La iglesia Santa Cruz estuvo colmada para dar aliento a la mujer que clama a las autoridades migratorias le permitan seguir en el país. El párroco Luis Barrios, se dirigió a los presentes para agradecer las demostraciones de solidaridad e instar a las autoridades a revisar su caso.

“Estamos buscando que se detenga la orden de deportación y que se evalúe el caso, ella llegó aquí cuando tenía 19 años, tiene tres hijos ciudadanos nacidos aquí, es una persona que paga impuestos y que se reportó a Inmigración mensualmente por cuatro años. Es una violación a sus derechos”, dijo Barrios.

De su parte la madre guatemalteca ratificó estar viviendo un calvario.

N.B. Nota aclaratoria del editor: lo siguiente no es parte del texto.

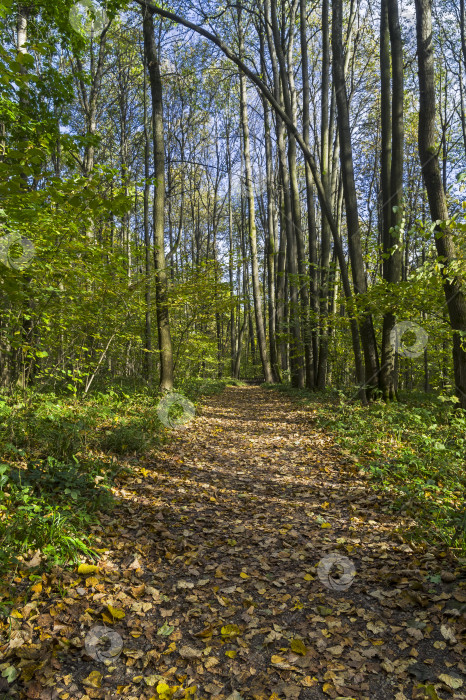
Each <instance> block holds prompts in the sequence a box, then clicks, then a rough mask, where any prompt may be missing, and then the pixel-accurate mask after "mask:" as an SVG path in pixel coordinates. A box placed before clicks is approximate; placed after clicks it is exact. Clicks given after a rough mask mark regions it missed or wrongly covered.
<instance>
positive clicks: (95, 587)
mask: <svg viewBox="0 0 466 700" xmlns="http://www.w3.org/2000/svg"><path fill="white" fill-rule="evenodd" d="M115 492H116V495H117V496H118V497H119V503H118V505H117V507H116V509H115V510H114V512H113V513H112V515H111V516H110V517H106V518H104V519H103V520H102V525H103V528H102V532H100V533H98V534H99V535H100V537H101V546H102V548H104V547H105V548H106V551H105V553H104V554H103V555H102V560H101V562H99V572H97V573H95V574H92V573H91V574H89V575H87V576H86V575H81V576H79V577H78V574H76V573H75V574H73V575H71V576H70V578H69V580H68V581H66V580H65V581H64V585H65V586H66V588H67V593H66V595H65V598H64V599H63V600H61V601H58V602H57V601H55V602H54V601H52V602H50V601H48V600H47V596H46V595H44V592H45V591H44V592H42V593H41V594H38V595H37V596H36V600H37V604H38V605H37V607H38V612H39V613H40V617H39V618H37V617H36V618H35V619H33V620H32V622H27V620H26V618H23V620H17V621H16V620H15V622H17V625H16V631H18V630H19V631H21V630H25V629H26V628H28V629H29V631H30V637H29V638H28V640H27V643H26V644H25V645H24V648H25V649H26V648H27V646H28V645H30V644H31V643H32V644H34V643H36V644H39V645H40V648H41V649H45V648H47V649H48V655H47V656H46V657H44V656H43V665H42V667H41V668H40V669H36V670H35V671H34V672H33V674H32V677H31V678H30V679H29V681H28V682H26V683H24V682H21V683H20V684H19V685H18V686H17V687H18V690H19V689H20V688H23V690H21V691H20V692H21V697H31V698H33V697H37V698H42V697H43V698H46V697H60V698H65V699H66V698H83V697H84V698H86V697H91V698H114V697H123V698H134V699H135V700H136V699H139V698H159V697H162V698H171V697H195V698H198V699H201V698H206V699H210V698H217V699H218V700H220V699H226V698H229V697H230V698H231V700H240V699H241V698H243V699H244V700H247V699H249V698H257V699H264V700H265V699H266V700H269V699H270V698H273V700H278V698H291V699H293V698H299V699H300V700H306V699H308V698H309V699H310V698H329V697H330V698H357V699H359V698H361V699H366V698H367V700H379V699H380V700H388V699H390V698H395V699H396V700H403V698H412V697H430V698H434V699H435V698H436V697H438V698H447V697H448V698H451V697H453V698H465V697H466V695H464V694H462V693H464V690H465V685H466V684H465V683H464V678H465V671H466V667H465V666H464V665H463V663H462V661H461V654H462V652H464V644H463V643H462V641H461V633H462V630H463V634H464V628H465V624H464V623H465V616H464V611H465V609H466V605H465V603H466V586H465V581H459V580H455V581H453V582H451V583H448V584H447V583H432V582H431V581H430V579H429V577H430V576H432V575H433V574H435V573H438V572H439V571H442V572H445V571H446V572H448V571H449V568H450V567H449V564H448V561H447V559H446V558H443V559H442V557H441V556H440V555H441V553H438V552H435V551H433V550H430V551H428V550H427V549H425V548H417V549H416V550H414V549H413V548H411V547H409V546H408V545H407V544H405V543H403V541H402V539H401V538H400V537H399V535H397V533H396V531H395V530H396V527H397V526H399V524H400V520H399V519H398V520H397V519H396V517H395V516H393V515H389V514H388V513H387V512H385V510H384V508H385V507H386V498H387V497H386V495H378V494H377V493H375V492H374V491H373V490H372V489H370V488H369V486H368V484H367V482H366V480H365V478H364V477H363V476H361V475H360V474H359V473H358V472H357V470H356V469H355V467H354V464H353V463H352V462H351V461H348V458H347V457H345V456H344V455H342V453H341V452H339V451H338V450H337V449H336V448H335V447H334V446H333V443H332V438H331V436H328V435H325V434H322V433H321V432H319V431H317V430H316V428H315V427H314V426H313V423H312V413H311V412H309V411H307V412H306V411H303V410H302V409H299V408H298V407H297V406H296V405H294V404H293V403H292V402H291V401H290V400H289V399H287V398H284V397H283V396H281V395H279V394H277V393H275V392H272V391H266V390H263V389H261V388H258V387H241V388H239V387H238V388H237V387H235V388H229V389H227V390H226V391H224V392H223V393H222V394H220V395H217V396H213V397H209V398H206V399H205V404H204V406H203V407H202V409H201V410H200V412H199V414H198V416H197V417H196V418H195V420H194V421H193V422H192V423H190V424H189V426H188V427H187V429H186V430H179V431H177V432H176V433H175V439H174V440H173V441H172V442H171V443H170V444H169V445H167V446H166V447H165V448H164V449H163V450H161V451H160V452H159V453H157V454H155V455H154V456H153V457H152V458H151V459H150V460H148V459H147V460H146V461H145V462H144V464H143V463H142V461H141V464H140V467H139V468H138V467H137V468H136V469H135V471H134V474H133V475H128V476H127V477H125V479H124V480H123V481H121V482H120V483H119V484H118V487H117V488H116V489H115ZM332 557H333V558H332ZM333 561H335V562H336V564H335V565H334V566H333V568H331V569H330V565H331V563H332V562H333ZM338 564H339V566H338ZM352 566H354V569H355V572H356V573H355V576H354V577H353V574H352V571H353V570H352V568H351V567H352ZM329 571H330V578H329ZM319 574H320V575H319ZM332 574H333V578H332V577H331V575H332ZM447 577H448V576H447ZM78 578H79V579H80V582H79V583H76V581H77V580H78ZM109 605H110V606H111V607H110V608H109V607H108V606H109ZM51 608H52V609H51ZM123 614H124V617H123ZM103 624H105V625H106V626H107V627H108V628H109V629H112V630H114V632H115V633H116V634H115V635H113V641H112V645H113V649H114V651H113V654H114V656H113V661H112V663H111V664H110V667H109V668H107V667H106V666H105V665H104V664H103V663H101V662H99V660H98V658H92V656H94V657H95V656H97V657H98V649H100V647H97V648H96V647H94V646H93V644H92V637H89V631H90V630H93V629H95V627H96V626H102V625H103ZM28 625H29V627H28ZM38 626H40V627H41V630H40V634H41V636H42V637H45V638H44V639H43V640H42V641H40V640H38V639H37V634H38V633H39V632H38ZM47 635H50V636H49V637H47ZM86 635H88V637H87V651H86V647H85V646H84V638H85V636H86ZM120 638H121V640H122V644H123V651H122V653H121V654H120V653H119V652H120V647H119V641H118V640H119V639H120ZM89 639H91V643H90V642H89ZM463 641H464V636H463ZM22 648H23V647H21V646H20V647H18V648H17V649H14V650H12V651H11V654H13V655H14V654H16V653H17V654H18V655H19V654H20V652H21V649H22ZM102 648H103V649H105V647H102ZM102 653H105V652H102ZM89 654H90V655H89ZM26 661H27V658H26V659H23V667H26V668H27V663H26ZM29 663H30V664H31V663H32V662H31V661H29ZM26 677H27V676H26ZM47 678H48V679H49V680H48V682H49V684H52V683H53V685H54V686H55V688H56V689H58V690H55V691H54V692H56V693H57V695H54V694H53V692H51V693H50V695H47V692H48V691H47V690H46V689H45V687H44V684H45V682H46V680H47ZM28 684H29V691H28V692H29V694H28V695H25V694H24V693H25V691H24V687H25V686H28ZM177 686H178V690H175V688H176V687H177ZM194 686H196V688H197V689H196V690H195V691H194ZM417 686H424V690H423V689H422V688H420V687H418V688H417ZM188 688H191V691H192V694H189V691H188V692H187V693H186V692H185V691H186V689H188ZM34 689H35V690H34ZM181 689H183V690H181ZM34 692H36V693H38V694H34ZM41 693H42V694H41ZM435 693H437V694H435Z"/></svg>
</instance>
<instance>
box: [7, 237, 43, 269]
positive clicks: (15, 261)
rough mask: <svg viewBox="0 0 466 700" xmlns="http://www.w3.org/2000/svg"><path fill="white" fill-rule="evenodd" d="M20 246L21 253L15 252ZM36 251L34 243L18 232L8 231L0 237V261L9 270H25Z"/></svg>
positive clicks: (28, 266)
mask: <svg viewBox="0 0 466 700" xmlns="http://www.w3.org/2000/svg"><path fill="white" fill-rule="evenodd" d="M19 248H21V254H20V255H19V256H18V255H17V254H16V253H17V252H18V250H19ZM35 253H36V249H35V248H34V243H33V242H32V241H30V240H29V238H25V237H24V236H21V235H20V234H19V233H9V234H7V235H6V236H2V237H1V238H0V262H2V263H3V264H4V265H6V267H9V268H10V269H11V270H25V269H26V267H29V265H30V264H31V260H32V259H33V257H34V255H35Z"/></svg>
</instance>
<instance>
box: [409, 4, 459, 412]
mask: <svg viewBox="0 0 466 700" xmlns="http://www.w3.org/2000/svg"><path fill="white" fill-rule="evenodd" d="M415 4H416V34H417V55H418V66H419V134H418V143H419V157H420V160H421V167H422V175H423V178H424V184H425V187H426V190H427V197H428V200H429V208H430V215H431V218H432V221H435V222H441V223H437V224H436V226H435V244H436V247H437V253H438V255H439V256H440V257H441V258H443V260H444V261H445V264H446V267H445V268H443V289H444V292H445V299H446V304H447V308H448V314H449V317H450V324H451V327H452V329H453V366H454V373H455V390H456V395H457V397H458V399H459V402H460V406H461V407H462V408H466V349H465V344H466V297H465V295H464V292H463V289H462V287H461V282H460V280H459V279H458V277H457V276H456V275H454V274H452V273H451V272H449V271H448V267H449V266H450V265H451V264H452V263H454V262H455V260H457V258H458V254H457V252H456V250H455V244H454V240H453V237H452V233H451V230H450V229H449V227H448V226H447V221H448V208H447V201H446V198H445V192H444V189H443V184H442V178H441V174H440V168H439V160H438V144H437V138H436V136H437V133H436V124H435V65H434V45H433V37H432V4H431V0H415Z"/></svg>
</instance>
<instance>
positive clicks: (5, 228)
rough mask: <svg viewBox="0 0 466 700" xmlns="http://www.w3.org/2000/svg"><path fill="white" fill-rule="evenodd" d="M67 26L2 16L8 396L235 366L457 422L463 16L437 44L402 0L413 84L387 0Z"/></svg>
mask: <svg viewBox="0 0 466 700" xmlns="http://www.w3.org/2000/svg"><path fill="white" fill-rule="evenodd" d="M449 7H450V6H449ZM70 8H71V2H68V1H65V0H60V2H59V3H54V4H52V3H50V2H48V1H45V0H35V2H34V3H33V4H31V6H30V7H29V5H28V6H23V5H20V6H15V7H14V8H12V9H11V10H8V11H5V12H4V16H3V19H1V20H0V22H2V25H3V28H5V30H7V31H6V34H5V35H6V36H8V35H9V36H11V37H14V41H11V42H10V44H9V45H7V46H6V48H5V49H4V52H3V53H2V54H1V61H2V63H1V65H0V81H1V82H2V85H4V86H5V91H4V96H3V97H2V99H1V101H0V125H1V129H0V132H1V134H0V136H1V139H0V140H1V144H2V155H1V158H2V159H3V160H2V162H0V177H1V178H2V183H1V189H0V200H1V201H0V209H1V210H2V212H3V214H2V217H3V218H2V226H3V229H4V231H5V233H8V232H11V231H13V230H15V231H17V230H21V232H22V234H23V235H26V236H28V237H31V240H33V241H34V245H35V246H36V248H37V250H38V254H37V255H36V257H35V259H34V260H33V261H32V262H31V264H30V265H29V267H28V269H27V272H26V270H24V269H23V270H19V269H15V268H14V267H13V266H11V265H10V267H4V268H2V271H3V273H4V276H3V282H2V284H3V286H2V290H3V291H2V295H3V296H2V304H3V306H2V309H3V315H2V321H1V338H2V341H1V348H0V351H1V353H2V357H4V358H5V359H4V363H5V367H6V369H5V368H3V369H2V381H3V383H4V385H7V386H12V385H14V384H15V383H16V382H17V381H18V379H19V377H20V376H21V375H22V376H26V375H27V377H28V378H29V381H35V382H42V383H44V384H47V383H49V384H50V383H52V384H54V385H62V384H64V385H65V386H67V385H69V387H71V388H72V390H73V391H79V390H80V388H81V387H82V386H83V387H84V388H85V387H86V386H88V382H89V378H90V377H92V382H93V383H94V382H98V381H99V377H102V378H103V377H105V376H120V377H123V378H124V380H125V381H140V380H146V381H148V382H150V383H152V384H158V385H159V386H160V388H161V389H162V390H164V391H169V390H170V389H171V388H172V387H173V386H174V383H175V382H179V381H180V380H182V379H183V378H185V377H189V376H191V375H192V374H202V373H205V372H208V373H211V374H215V375H221V374H222V373H224V372H225V371H226V368H227V367H228V368H229V369H228V371H230V372H231V373H232V374H234V375H236V376H243V375H245V374H246V375H249V376H254V375H261V376H262V377H263V378H264V379H265V380H266V381H281V380H283V379H289V380H290V381H291V383H292V384H293V385H294V386H296V387H307V388H309V389H311V390H323V389H325V388H326V387H327V386H328V385H329V384H330V385H331V386H336V387H351V386H353V387H354V389H355V391H356V392H357V393H358V394H359V396H360V398H361V399H362V400H363V401H366V400H370V399H373V398H376V397H377V396H382V397H383V398H384V399H385V400H387V401H390V400H394V399H395V398H396V397H397V394H398V391H399V389H400V388H401V389H402V388H409V387H411V386H414V385H420V386H423V387H428V388H430V387H434V388H435V387H438V389H439V390H442V391H449V387H450V389H451V390H452V391H456V394H457V397H458V400H459V401H460V403H461V405H463V406H464V395H465V393H466V390H465V371H466V370H465V351H464V337H465V336H464V333H465V331H466V327H465V319H466V316H465V314H466V311H465V309H464V308H463V307H464V305H465V304H464V290H463V288H462V284H463V283H462V279H463V276H464V271H465V264H464V249H462V248H461V245H460V235H461V233H462V232H463V231H464V226H465V223H464V213H463V209H462V203H463V201H464V193H463V191H462V185H461V183H460V181H459V180H457V176H459V175H460V172H461V168H462V163H463V162H464V153H465V145H466V136H465V134H466V131H465V126H464V124H465V120H464V103H465V102H464V95H465V92H464V89H465V82H464V81H465V75H466V65H465V60H466V58H465V50H464V3H461V4H460V7H459V8H458V7H456V6H453V4H452V5H451V8H450V9H451V12H449V14H448V18H447V20H445V21H446V22H448V23H449V24H448V27H449V29H448V32H447V31H446V30H445V29H444V27H443V25H442V24H441V23H440V22H437V21H436V12H437V9H439V8H437V6H436V5H434V7H433V8H431V6H430V4H429V3H428V2H427V0H426V2H424V0H416V17H417V44H418V47H417V55H418V61H419V79H418V75H417V72H416V70H415V67H414V64H413V62H414V55H415V50H416V48H415V39H416V34H415V31H414V23H412V22H411V23H408V20H407V19H405V17H404V16H401V14H400V7H399V5H398V2H397V0H381V3H380V7H372V6H371V8H370V12H369V9H368V8H365V7H363V6H361V5H360V4H357V3H351V4H349V3H347V2H346V0H329V2H326V0H325V1H324V2H323V3H322V7H320V8H316V7H314V6H312V5H311V4H310V3H309V2H308V1H307V0H293V1H292V2H284V0H265V2H264V3H263V5H261V6H260V7H255V6H252V5H251V4H250V3H248V2H244V3H240V5H238V6H235V8H231V9H228V8H227V9H226V10H225V11H224V12H222V13H221V15H218V13H217V9H218V7H217V4H216V2H215V0H212V2H211V3H210V4H208V5H207V6H206V5H205V4H204V5H203V6H202V8H201V7H200V6H199V8H198V10H197V9H196V6H195V5H192V7H191V10H190V12H189V13H187V8H186V12H184V7H183V3H181V5H180V8H179V14H173V13H172V12H170V11H167V10H164V9H163V8H160V7H158V6H156V5H153V4H151V3H150V2H146V1H145V0H136V1H134V0H133V1H132V2H129V1H128V2H125V3H124V2H121V3H118V2H116V1H115V2H114V3H110V4H109V7H108V19H107V21H106V22H105V23H104V25H103V26H102V27H100V29H99V32H98V34H96V35H95V36H94V35H91V36H90V35H88V34H86V33H84V34H82V35H80V34H79V33H78V32H77V31H76V30H75V29H73V27H72V26H71V25H70V22H69V21H68V19H67V13H68V12H69V10H70ZM121 9H124V10H125V11H124V13H121V14H119V10H121ZM432 11H433V15H432ZM374 17H376V19H377V22H378V23H379V27H378V28H377V22H374ZM21 18H22V19H21ZM429 18H430V19H429ZM206 19H209V20H210V25H211V27H210V28H209V29H207V28H206V26H207V24H206ZM25 22H26V24H27V29H28V35H27V40H26V38H25V37H26V34H25V30H26V27H25V26H24V25H25ZM429 22H430V23H431V24H429ZM430 26H431V27H432V33H431V36H430V38H429V27H430ZM212 27H214V28H215V33H214V31H213V30H212ZM186 31H188V32H191V38H190V40H189V41H185V39H184V37H185V34H184V32H186ZM22 37H23V38H22ZM20 46H21V47H25V48H27V53H26V51H23V50H21V51H18V47H20ZM161 47H163V51H161ZM419 47H421V48H419ZM421 49H422V50H421ZM434 50H435V52H436V55H437V56H438V57H439V61H438V63H437V64H435V63H434V62H433V58H432V56H433V51H434ZM23 54H24V55H23ZM15 76H16V77H15ZM15 81H16V82H15ZM12 84H14V85H16V84H18V86H19V89H18V90H15V89H14V88H12V87H11V85H12ZM457 95H459V98H458V99H456V96H457ZM418 100H419V104H418ZM420 106H422V109H420V108H419V107H420ZM418 112H419V114H420V116H419V117H418ZM18 115H21V117H20V118H19V120H18ZM18 124H20V127H18ZM418 127H419V129H418ZM417 133H419V148H417V146H416V138H417V137H416V134H417ZM421 177H423V180H421ZM15 188H16V189H15ZM18 192H21V193H22V197H21V198H20V197H19V196H18ZM39 202H40V205H39ZM33 209H34V216H32V215H31V211H32V210H33ZM428 212H429V213H428ZM54 260H55V262H53V261H54ZM57 261H59V262H57ZM58 270H59V271H60V276H58ZM81 274H82V275H85V277H86V280H87V281H86V283H85V284H84V287H83V292H82V293H81V294H80V295H78V296H77V295H76V293H75V289H76V285H77V283H78V279H79V278H80V275H81ZM47 289H49V290H50V291H49V292H48V294H49V297H47V291H46V290H47ZM442 289H443V292H442ZM52 290H53V291H52ZM105 290H106V291H105ZM442 294H443V297H442ZM41 300H42V301H41ZM45 300H46V301H45ZM44 304H45V306H44ZM104 309H105V314H106V316H107V318H108V320H109V322H108V323H107V322H106V321H105V320H104V317H103V316H101V313H103V311H104ZM52 311H53V313H54V314H55V316H54V317H55V318H56V319H58V320H57V321H56V323H55V324H50V323H49V319H50V315H49V314H50V313H52ZM405 320H409V321H411V322H412V323H413V324H414V326H413V327H414V328H415V327H416V324H418V325H420V326H423V327H425V329H426V330H427V332H428V335H429V343H430V345H429V352H428V353H427V352H424V350H425V348H421V350H420V351H419V354H416V353H414V354H415V357H412V356H411V357H409V356H405V355H406V353H405V355H403V353H401V354H400V353H399V352H398V354H397V352H396V349H397V348H398V349H399V347H398V345H397V344H396V343H394V338H395V339H396V340H397V341H399V338H398V336H397V327H398V326H397V323H399V322H400V321H405ZM18 329H20V333H19V335H18ZM18 337H20V338H21V339H22V340H21V341H18ZM408 337H409V336H406V337H405V338H404V339H403V340H405V341H406V342H408V341H407V338H408ZM408 344H409V343H408ZM451 347H453V354H452V355H450V349H451ZM44 353H46V354H44ZM412 354H413V353H411V355H412ZM451 358H453V362H452V359H451ZM94 377H95V379H94ZM70 378H71V379H70ZM69 387H68V388H69ZM455 387H456V388H455ZM70 390H71V389H70Z"/></svg>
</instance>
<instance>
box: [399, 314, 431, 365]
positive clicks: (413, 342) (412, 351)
mask: <svg viewBox="0 0 466 700" xmlns="http://www.w3.org/2000/svg"><path fill="white" fill-rule="evenodd" d="M408 331H410V332H412V333H414V341H413V343H411V345H405V344H404V343H403V335H404V334H405V333H407V332H408ZM428 341H429V336H428V335H427V333H426V331H425V330H424V329H423V328H421V326H419V325H418V324H417V323H413V322H412V321H400V323H397V324H396V325H395V326H393V328H392V330H391V331H390V343H391V345H392V347H393V348H394V349H395V352H397V353H398V354H399V355H401V357H411V358H415V357H420V355H422V354H423V352H424V350H425V349H426V347H427V343H428Z"/></svg>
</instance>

“Estoy muy agradecida con la iglesia por habernos acogido y aunque recibimos mucho amor, no puedo hacer una vida normal junto a mis hijos, llevarlos a la escuela, atenderlos, estoy encerrada”, dijo al tiempo de agregar, “espero que Dios ilumine a las autoridades y sean más compasivas”.

Morales Guerra, quien residía en Long Island, desafió una orden de deportación federal y se refugió hace un mes en la iglesia Santa Cruz, la cual ha proporcionado santuario a ella y a su familia desde entonces, ella no puede salir por temor a que los oficiales de inmigración.

El concejal Ydanis Rodríguez mencionó que el caso de la madre guatemalteca debe ser visto como un ejemplo para los inmigrantes y como un llamado de atención para los legisladores federales para sacar adelante una reforma migratoria que evite sufrimiento.

Amanda Morales es un símbolo de la lucha para todos los inmigrantes de Estados Unidos, especialmente para quienes contribuyen con millones de dólares pero a los que se les niega su derecho de legalizar su estatus migratorio”, dijo el líder político, quien admitió que pese a la negativa de ICE de reabrir el caso, seguirán insistiendo, pues desde el principio entendieron que no iba a ser fácil.

Los funcionarios elegidos junto a la Coalición Nuevo Santuario y los miembros de la Iglesia Santa Cruz expresaron que han cursado sendas comunicaciones solicitándole al gobierno federal que le permita a la madre guatemalteca a permanecer en el país con sus tres hijos, todos ellos ciudadanos estadounidenses, pero aún no se recibe ninguna respuesta por parte de las autoridades migratorias.